Dijkstra’s algorithm is a graph search algorithm that solves the single-source shortest path problem for a graph with non-negative edge weights. In short, you always find the shortest path from A to B. In a switching network, there are redundant paths and possible loops. It’s necessary to always use the shortest path (cable length, interface speed, loops,…) to have a stable, flexible and fast switching network. As Fabric Connect is completely built on top of this graph algorithm, this results in a fast, stable and redundant switching network without the complexity of configuring STP. 

When you read about Fabric Connect, you will see SPBM and not only SPB. SPBM stands for Shortest Path Bridging / MAC-in-MAC. This means that Fabric Connect uses a combination of Shortest Path Bridging with MAC-in-MAC encapsulation, which means that every packet that enters the Fabric will use the MAC address of the switch where it enters the fabric.

MAC-in-MAC encapsulation is designed to address the scalability issues of traditional Ethernet networks by encapsulating customer MAC addresses with provider MAC addresses. This helps in reducing the size of the forwarding tables in the provider network and isolates customer traffic.

Besides the scalability benefit, there is also a security benefit of using MAC-in-MAC encapsulation. By encapsulating customer frames within provider frames, MAC-in-MAC effectively isolates customer traffic. This means that traffic from different customers is kept separate, reducing the risk of data leakage or unauthorized access between customers.

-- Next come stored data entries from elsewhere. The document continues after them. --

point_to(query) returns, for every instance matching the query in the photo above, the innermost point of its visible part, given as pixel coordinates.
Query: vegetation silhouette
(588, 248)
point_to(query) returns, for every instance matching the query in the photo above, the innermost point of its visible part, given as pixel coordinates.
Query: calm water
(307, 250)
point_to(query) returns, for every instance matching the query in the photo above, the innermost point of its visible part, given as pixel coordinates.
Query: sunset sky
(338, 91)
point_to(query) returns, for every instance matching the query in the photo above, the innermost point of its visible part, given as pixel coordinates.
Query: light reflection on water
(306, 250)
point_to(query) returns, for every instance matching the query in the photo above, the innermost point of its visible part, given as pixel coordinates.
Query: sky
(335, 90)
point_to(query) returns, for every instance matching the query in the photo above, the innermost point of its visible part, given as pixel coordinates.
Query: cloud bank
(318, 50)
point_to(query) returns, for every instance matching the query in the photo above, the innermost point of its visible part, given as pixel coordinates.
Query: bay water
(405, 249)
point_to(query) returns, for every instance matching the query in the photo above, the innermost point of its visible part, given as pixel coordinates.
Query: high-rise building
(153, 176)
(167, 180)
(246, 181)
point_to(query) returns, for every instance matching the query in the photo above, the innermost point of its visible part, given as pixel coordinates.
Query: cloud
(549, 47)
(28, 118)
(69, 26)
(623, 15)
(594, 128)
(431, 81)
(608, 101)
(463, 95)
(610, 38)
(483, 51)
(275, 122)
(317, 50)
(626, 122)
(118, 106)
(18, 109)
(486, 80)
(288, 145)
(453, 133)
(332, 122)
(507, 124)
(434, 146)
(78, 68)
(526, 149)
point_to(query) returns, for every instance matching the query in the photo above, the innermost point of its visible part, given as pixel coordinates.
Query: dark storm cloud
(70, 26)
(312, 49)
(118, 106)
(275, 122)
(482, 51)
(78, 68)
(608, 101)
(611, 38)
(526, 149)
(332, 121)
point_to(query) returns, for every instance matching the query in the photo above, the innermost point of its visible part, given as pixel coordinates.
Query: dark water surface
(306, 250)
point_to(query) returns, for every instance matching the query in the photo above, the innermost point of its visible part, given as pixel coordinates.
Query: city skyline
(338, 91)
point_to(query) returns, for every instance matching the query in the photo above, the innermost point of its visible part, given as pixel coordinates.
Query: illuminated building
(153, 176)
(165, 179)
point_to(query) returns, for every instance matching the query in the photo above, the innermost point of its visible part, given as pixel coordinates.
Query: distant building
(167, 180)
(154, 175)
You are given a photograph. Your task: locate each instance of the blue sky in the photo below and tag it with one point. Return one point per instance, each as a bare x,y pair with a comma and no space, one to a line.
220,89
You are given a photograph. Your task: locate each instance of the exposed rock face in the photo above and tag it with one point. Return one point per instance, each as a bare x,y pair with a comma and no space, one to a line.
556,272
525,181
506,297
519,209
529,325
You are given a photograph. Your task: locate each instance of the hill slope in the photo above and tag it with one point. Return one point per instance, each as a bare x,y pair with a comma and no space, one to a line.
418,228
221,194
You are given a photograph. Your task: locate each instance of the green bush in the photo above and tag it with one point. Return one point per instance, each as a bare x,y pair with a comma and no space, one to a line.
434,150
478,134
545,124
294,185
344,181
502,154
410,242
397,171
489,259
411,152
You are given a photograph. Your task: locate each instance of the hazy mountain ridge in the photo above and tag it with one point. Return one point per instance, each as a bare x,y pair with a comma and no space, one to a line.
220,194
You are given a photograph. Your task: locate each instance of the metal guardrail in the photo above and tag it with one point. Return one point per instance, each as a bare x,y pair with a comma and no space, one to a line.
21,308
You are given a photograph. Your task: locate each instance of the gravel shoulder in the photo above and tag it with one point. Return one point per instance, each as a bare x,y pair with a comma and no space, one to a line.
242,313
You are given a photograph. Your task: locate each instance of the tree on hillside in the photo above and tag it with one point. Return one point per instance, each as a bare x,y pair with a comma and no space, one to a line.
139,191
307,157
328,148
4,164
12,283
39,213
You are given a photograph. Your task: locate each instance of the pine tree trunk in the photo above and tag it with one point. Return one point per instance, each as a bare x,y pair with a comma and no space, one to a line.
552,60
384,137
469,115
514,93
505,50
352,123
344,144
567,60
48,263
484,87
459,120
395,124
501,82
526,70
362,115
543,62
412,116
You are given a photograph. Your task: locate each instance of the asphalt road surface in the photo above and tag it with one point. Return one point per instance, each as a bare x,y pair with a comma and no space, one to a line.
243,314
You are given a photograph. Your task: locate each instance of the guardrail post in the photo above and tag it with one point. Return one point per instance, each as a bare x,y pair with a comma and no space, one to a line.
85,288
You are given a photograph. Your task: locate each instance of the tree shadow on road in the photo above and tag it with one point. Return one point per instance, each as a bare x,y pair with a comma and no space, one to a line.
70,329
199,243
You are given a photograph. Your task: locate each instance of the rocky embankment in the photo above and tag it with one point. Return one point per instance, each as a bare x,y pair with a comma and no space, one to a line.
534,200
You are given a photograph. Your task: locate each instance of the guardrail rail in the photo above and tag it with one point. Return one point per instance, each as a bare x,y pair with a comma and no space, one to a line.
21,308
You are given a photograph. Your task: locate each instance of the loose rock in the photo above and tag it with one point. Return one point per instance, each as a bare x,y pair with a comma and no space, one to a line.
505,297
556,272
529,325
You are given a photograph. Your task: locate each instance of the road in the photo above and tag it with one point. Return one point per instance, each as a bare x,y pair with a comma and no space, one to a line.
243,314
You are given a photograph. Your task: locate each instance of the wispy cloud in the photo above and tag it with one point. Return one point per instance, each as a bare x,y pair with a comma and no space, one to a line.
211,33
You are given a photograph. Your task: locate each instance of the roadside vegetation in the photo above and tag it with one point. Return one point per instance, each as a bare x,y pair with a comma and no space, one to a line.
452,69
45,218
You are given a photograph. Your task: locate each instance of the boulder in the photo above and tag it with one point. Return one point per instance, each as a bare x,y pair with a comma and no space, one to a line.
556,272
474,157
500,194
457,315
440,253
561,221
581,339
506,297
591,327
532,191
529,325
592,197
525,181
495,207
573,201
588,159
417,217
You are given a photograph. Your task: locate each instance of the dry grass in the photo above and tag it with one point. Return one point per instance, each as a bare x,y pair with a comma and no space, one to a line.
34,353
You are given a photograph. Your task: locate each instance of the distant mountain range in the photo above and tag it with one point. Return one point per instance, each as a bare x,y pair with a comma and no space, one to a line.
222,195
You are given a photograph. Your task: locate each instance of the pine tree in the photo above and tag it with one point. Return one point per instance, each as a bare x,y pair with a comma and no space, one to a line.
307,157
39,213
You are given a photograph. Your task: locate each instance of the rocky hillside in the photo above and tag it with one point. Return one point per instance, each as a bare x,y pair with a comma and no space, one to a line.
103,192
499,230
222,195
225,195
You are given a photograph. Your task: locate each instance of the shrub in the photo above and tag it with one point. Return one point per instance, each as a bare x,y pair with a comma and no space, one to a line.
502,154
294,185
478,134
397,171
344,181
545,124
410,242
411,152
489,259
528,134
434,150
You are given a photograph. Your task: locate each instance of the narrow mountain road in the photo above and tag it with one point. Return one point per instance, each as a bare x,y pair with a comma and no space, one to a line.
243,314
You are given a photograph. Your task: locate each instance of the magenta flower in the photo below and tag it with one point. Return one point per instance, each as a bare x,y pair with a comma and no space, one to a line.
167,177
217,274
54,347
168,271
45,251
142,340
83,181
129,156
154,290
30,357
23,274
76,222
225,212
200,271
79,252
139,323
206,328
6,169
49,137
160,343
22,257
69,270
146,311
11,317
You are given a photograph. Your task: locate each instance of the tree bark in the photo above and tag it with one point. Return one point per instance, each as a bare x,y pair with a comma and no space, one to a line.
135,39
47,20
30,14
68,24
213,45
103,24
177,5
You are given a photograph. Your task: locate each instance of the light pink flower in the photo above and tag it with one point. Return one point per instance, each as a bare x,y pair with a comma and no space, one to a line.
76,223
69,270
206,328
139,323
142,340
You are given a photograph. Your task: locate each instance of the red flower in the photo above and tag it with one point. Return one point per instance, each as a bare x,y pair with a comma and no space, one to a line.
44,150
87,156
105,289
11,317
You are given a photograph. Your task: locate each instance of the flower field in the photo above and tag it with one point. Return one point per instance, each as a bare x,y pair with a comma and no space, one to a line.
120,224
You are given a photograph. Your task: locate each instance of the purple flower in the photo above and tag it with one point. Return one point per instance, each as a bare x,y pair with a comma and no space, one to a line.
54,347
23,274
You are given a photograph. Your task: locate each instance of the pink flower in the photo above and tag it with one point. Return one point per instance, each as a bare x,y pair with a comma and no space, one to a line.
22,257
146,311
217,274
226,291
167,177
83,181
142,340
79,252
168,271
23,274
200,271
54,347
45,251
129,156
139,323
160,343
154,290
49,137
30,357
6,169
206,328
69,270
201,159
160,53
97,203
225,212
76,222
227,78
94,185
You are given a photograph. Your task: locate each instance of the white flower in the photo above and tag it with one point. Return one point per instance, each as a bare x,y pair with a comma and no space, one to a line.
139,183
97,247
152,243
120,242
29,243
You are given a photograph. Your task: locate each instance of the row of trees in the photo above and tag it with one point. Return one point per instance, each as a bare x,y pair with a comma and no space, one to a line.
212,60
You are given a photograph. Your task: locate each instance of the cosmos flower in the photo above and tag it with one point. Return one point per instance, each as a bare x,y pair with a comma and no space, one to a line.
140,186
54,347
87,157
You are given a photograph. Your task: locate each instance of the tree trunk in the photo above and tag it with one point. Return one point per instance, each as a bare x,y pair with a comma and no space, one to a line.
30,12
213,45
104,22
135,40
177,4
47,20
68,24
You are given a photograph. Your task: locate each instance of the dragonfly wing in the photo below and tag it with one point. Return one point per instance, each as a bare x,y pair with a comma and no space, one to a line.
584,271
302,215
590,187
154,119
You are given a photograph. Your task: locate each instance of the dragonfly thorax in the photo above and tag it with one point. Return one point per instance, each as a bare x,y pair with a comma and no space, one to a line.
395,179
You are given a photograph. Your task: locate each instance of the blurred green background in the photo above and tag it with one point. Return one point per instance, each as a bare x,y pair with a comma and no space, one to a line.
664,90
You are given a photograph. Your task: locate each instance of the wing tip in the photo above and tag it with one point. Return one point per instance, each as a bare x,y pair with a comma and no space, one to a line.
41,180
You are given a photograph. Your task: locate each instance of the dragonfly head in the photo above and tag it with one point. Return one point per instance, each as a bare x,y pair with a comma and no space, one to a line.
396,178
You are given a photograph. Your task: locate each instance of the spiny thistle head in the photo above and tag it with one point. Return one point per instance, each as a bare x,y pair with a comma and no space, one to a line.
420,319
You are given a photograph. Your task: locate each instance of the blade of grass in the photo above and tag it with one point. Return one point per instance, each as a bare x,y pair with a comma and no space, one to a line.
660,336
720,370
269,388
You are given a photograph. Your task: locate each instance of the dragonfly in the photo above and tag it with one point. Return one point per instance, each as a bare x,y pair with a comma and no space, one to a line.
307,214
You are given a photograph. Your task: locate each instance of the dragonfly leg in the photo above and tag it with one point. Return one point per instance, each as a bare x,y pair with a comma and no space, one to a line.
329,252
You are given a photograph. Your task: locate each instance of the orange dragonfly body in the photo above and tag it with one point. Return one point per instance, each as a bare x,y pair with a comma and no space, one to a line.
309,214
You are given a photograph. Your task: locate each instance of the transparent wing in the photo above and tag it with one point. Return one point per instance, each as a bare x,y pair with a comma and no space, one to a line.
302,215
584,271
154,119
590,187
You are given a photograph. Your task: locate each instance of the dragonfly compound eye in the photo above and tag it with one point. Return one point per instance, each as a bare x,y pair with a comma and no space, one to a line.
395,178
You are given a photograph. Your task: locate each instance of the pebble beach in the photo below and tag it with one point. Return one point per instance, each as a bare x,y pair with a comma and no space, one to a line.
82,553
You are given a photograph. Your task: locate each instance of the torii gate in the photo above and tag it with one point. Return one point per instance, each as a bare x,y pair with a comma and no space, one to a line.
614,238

The encapsulation also hides the customer MAC addresses from the provider network, preventing potential attacks on the provider’s infrastructure that could exploit customer MAC addresses. In the core, you are not able to see any customer MAC addresses when you try to inspect the traffic. This enhances privacy and makes it more difficult for attackers to gather information about the customer network.

When talking about Fabric Connect, we always talk about two types of switches. We have the BCB switches (Backbone Core Bridge) and BEB switches (Backbone Edge Bridge).

• The BCB is only concerned with routing. It’s job (along with the other BCB’s in the fabric) is to make sure that all the traffic between the services is routed in the most efficient way possible (by using SBPM)
• Fabric Connect uses the IS-IS routing protocol to communicate with each other in order to determine the best route for data through the network
• This is not only automatically done, it’s also self-healing. If a BCB runs into issues, the other BCBs will simply route around it to keep the network running.

Let’s take a look at the following figure

• Each BCB is told about the links it has directly to other BCBs. These links are called “Network to Network Interfaces” or NNIs
• It is important to note that each BCB is only configured with the NNIs directly attached. This prevents the configuration complexity growing every time a new BCB is added
• Each additional BCB only affects the configuration of its direct peers. The new BCB will “learn” about all the other core switches through IS-IS
• With every additional BCB and every additional NNI, the Fabric Connect network grows and more importantly becomes more resilient
• While Fabric networks can support the same topologies as the traditional networking, the topology becomes generally less much of an issue anyway
• When service traffic is presented to the core network, Fabric Connect automatically calculates the most efficient path through the network (by using SPBM). You can add additional paths or remove paths (deliberately or due to failure) and the core network will automatically work its way around it.

Like in every switching network, there’s more than the core. Actually the switches where end-devices are connecting on, are the edge switches or access switches. Within the Fabric Connect network, we are talking about BEBs or Backbone Edge Bridges.